The federal government charged Houston-based Energy XXI founder John Schiller on Monday with failing to disclose more than $10 million in personal loans and perks from corporate vendors and board members in exchange for contracts and appointments.
The U.S. Securities and Exchange Commission alleges Schiller engaged in pay-for-play with vendors dating back to 2014, personally receiving $7.5 million in undisclosed loans with companies that were awarded business contracts with Energy XXI. Schiller also was given a $3 million loan from a large Energy XXI shareholder who subsequently became a board member.
Schiller, who left Energy XXI in early 2017 after it emerged from bankruptcy, agreed to pay a $180,000 penalty and to a five-year ban from serving as an officer or board director of a public company. Schiller consented to the penalties without admitting or denying fault, the SEC said.
“Executives of public companies have a duty to act in the best interests of investors,” said Anita Bandy, an SEC assistant director of enforcement. “Secret backroom deals for the benefit of corporate insiders violate those duties and deprive investors of important information.”
Energy XXI emerged last year from bankruptcy with the tweaked name Energy XXI Gulf Coast. The offshore oil and gas company agreed to be bought in June by a privately held Dallas company, Cox Oil, for more than $300 million, a deal that will bring an end to what was once largest publicly traded independent producer in the shallow Gulf of Mexico.

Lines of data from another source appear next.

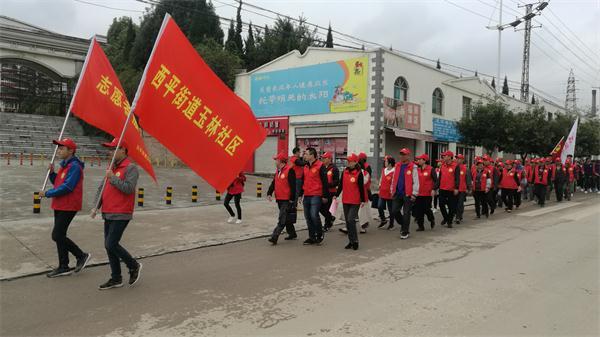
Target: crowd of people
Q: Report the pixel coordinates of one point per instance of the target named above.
(413, 188)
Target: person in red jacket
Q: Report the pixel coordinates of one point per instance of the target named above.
(509, 185)
(404, 189)
(284, 186)
(66, 197)
(117, 203)
(427, 183)
(464, 186)
(385, 194)
(234, 191)
(449, 182)
(353, 197)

The SEC said the $3 million loan for Schiller came from former board member Norman Louie, a portfolio manager at Energy XXI’s then-largest shareholder Mount Kellett Capital Management. Louie was appointed to Energy XXI’s board just weeks later. The SEC alleges Schiller did not disclose the vendor loans or the Louie loan to Energy XXI.
The SEC also said Schiller received undisclosed compensation and perks in the form of lavish social events, first-class travel, a shopping spree, donations to Schiller-preferred charities, legal expenses for personal matters and an office bar stocked with high-end liquor and cigars. Overall, Energy XXI failed to report more than $1 million in excess compensation to Schiller over a five-year period.
Schiller was investigated internally dating back to 2015 for taking personal loans from Energy XXI vendors and a board member. He was first stripped of his chairman’s title and later forced out of the CEO post and off the board.
Energy XXI was formed in 2005 by Schiller and, in less than a decade, went on a buying spree of more than $5 billion to build up its shallow Gulf acreage, including acquiring $1 billion in assets from Exxon Mobil.
The company’s expansion peaked in June 2014 when it closed a deal to buy rival EPL Oil & Gas for $2.3 billion, including the assumption of about $800 million in debt. In hindsight, the timing couldn’t have been worse.
That same month U.S. oil prices peaked above $107 a barrel. Soon after oil prices began their slide, accelerating into free fall that hit bottom in February 2016 at just above $26 a barrel.
Two months later, Energy XXI filed for bankruptcy with about $2.8 billion in debt. Energy XXI certainly wasn’t alone. More than 300 U.S. energy companies, including about 160 based out of Texas, filed for bankruptcy following the 2014 collapse in oil prices.
The SEC said the investigation remains ongoing.